4 cups diced butternut squash (from a small to medium butternut squash that has been peeled and seeded)
1 teaspoon salt
1/2 teaspoon black pepper
1 teaspoon ground cumin
2 teaspoons chili powder
1 (15-ounce) can black beans, rinsed and drained
8 yellow or white corn tortillas, cut into large squares (I cut each tortilla in thirds and then chopped the strips in half)
2 cups green enchilada sauce (preferably homemade)
2-3 cups cooked, cubed chicken
1/4 cup chopped cilantro
6 ounces (1 1/2 cups) shredded Monterey Jack cheese
In a large, 12-inch nonstick skillet, heat the oil over medium heat and add the onion, garlic and jalapeno, if using. Cook for 5-7 minutes, stirring occasionally, until the onions soften. Stir in the butternut squash, salt, pepper, cumin and chili powder.
Cook for about 10-12 minutes, stirring every few minutes, until the squash is tender. If you want a smoother consistency to the squash, continue cooking until it breaks down to a creamy consistency, otherwise you can cook it just until it becomes tender.
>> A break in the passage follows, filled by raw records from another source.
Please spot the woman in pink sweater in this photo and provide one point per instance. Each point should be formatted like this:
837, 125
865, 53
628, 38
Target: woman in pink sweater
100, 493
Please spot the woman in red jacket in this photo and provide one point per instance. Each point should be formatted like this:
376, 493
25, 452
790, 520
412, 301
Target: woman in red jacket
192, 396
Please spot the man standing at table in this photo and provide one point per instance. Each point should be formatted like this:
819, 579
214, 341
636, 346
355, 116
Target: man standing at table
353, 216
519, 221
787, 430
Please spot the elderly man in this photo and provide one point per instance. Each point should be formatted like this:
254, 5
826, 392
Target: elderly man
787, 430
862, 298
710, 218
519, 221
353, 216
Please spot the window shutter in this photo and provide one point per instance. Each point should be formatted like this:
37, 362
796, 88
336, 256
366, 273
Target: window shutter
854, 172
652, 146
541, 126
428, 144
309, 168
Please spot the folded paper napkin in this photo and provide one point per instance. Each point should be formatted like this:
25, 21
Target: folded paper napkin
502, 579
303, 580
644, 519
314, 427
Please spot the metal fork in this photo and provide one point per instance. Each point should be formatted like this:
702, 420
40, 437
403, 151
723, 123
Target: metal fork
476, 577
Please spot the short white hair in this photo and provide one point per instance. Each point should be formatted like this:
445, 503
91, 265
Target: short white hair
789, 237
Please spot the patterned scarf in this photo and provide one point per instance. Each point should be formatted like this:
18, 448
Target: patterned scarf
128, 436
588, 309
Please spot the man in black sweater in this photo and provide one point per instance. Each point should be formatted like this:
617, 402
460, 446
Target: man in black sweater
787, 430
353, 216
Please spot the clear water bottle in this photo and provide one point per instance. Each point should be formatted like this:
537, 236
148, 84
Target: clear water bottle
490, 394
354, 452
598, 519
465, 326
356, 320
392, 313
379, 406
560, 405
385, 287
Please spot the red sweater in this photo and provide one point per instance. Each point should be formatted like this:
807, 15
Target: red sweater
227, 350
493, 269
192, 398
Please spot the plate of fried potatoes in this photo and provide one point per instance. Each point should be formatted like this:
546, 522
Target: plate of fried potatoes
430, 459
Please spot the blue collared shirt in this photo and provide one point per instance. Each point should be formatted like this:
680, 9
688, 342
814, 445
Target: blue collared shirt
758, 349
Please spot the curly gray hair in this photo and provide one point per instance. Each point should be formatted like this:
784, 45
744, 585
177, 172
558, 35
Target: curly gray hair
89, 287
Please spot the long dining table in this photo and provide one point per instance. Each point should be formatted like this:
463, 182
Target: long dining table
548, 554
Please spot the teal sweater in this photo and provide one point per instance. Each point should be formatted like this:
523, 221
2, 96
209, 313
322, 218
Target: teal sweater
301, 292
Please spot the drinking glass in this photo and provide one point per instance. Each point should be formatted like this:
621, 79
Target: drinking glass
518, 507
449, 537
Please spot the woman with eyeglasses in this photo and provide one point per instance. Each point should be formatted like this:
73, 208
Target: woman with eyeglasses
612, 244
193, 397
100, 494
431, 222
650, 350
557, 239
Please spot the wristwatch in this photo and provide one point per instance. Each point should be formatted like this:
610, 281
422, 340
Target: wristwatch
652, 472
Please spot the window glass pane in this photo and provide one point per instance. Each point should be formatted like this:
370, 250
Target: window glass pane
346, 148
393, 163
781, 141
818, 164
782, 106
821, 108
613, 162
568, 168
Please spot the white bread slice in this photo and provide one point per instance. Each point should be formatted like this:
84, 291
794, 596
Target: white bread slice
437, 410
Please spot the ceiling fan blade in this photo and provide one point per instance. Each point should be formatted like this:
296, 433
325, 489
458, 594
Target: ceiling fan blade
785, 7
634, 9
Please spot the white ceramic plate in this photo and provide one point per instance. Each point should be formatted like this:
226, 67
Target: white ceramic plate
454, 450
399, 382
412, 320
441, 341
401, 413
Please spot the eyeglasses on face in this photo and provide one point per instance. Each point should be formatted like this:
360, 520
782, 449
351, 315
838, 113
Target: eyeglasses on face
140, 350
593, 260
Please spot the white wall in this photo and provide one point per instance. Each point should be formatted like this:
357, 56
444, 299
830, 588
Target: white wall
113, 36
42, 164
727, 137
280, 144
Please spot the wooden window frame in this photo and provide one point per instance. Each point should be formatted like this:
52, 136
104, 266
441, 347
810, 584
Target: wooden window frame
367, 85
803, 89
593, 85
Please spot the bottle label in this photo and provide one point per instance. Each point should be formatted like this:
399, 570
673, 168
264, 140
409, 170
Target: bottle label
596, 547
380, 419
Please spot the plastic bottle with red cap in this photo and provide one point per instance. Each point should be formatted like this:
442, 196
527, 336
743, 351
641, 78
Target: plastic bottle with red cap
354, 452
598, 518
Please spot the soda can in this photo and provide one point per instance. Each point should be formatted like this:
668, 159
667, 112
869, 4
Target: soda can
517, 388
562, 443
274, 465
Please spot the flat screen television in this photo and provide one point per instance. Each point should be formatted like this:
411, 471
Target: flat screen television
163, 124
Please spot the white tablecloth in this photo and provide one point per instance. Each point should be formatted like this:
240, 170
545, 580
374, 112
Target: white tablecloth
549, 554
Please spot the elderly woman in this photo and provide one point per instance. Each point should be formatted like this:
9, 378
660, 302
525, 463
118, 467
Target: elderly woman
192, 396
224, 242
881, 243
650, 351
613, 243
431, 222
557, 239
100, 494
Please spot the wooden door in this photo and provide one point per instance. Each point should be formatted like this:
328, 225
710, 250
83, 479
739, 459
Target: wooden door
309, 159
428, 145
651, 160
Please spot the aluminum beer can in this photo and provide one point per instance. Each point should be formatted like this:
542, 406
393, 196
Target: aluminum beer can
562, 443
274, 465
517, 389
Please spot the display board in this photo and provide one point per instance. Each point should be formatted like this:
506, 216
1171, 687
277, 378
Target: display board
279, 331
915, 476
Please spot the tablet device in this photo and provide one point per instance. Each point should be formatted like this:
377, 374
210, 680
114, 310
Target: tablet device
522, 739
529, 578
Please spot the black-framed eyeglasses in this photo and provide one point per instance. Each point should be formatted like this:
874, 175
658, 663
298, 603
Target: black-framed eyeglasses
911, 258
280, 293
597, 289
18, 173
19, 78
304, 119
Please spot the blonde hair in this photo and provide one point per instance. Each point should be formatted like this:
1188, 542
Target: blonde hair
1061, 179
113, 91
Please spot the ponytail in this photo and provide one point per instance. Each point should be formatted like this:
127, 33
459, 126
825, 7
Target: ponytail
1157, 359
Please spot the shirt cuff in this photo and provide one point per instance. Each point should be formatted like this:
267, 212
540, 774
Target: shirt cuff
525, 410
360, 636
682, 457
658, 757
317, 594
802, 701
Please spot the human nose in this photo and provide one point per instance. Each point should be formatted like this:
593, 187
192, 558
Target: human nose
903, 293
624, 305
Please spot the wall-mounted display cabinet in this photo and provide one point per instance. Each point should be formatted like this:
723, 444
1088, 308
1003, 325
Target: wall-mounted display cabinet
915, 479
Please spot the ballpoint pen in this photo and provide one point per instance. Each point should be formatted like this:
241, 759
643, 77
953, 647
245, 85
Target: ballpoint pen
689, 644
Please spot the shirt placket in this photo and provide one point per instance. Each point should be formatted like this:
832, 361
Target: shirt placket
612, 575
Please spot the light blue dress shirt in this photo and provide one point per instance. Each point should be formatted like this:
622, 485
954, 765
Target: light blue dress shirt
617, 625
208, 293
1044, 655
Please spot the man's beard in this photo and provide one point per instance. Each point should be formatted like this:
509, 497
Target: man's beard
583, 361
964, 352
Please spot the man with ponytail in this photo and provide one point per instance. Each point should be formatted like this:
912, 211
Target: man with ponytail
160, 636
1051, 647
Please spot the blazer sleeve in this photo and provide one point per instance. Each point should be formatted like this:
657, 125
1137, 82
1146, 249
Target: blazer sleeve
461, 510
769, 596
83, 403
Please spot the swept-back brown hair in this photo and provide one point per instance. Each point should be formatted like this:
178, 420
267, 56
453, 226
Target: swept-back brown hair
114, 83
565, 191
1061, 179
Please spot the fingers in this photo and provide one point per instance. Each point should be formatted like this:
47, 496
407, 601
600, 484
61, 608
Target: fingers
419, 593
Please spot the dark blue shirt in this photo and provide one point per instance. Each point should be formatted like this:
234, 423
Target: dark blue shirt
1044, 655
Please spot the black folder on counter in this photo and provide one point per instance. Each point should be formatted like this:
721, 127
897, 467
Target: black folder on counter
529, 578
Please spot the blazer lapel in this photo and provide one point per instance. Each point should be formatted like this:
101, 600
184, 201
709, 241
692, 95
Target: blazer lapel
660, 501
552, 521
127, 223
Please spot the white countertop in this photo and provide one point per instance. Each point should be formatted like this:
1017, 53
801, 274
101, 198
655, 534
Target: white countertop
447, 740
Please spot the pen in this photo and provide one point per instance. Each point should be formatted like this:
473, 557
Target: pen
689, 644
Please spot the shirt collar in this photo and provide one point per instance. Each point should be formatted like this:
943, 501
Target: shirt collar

Stir in the beans, tortillas and enchilada sauce. Bring the mixture to a simmer and cook for a couple of minutes so the tortillas can soak up some of the sauce and start to cook down just a little bit.
Add the chicken, cilantro and 1 cup of the cheese. Stir to combine and heat through. Add additional salt and pepper to taste, if needed. Sprinkle the remaining cheese on top and let the mixture sit for 1-2 minutes over medium-low or medium heat until the cheese melts.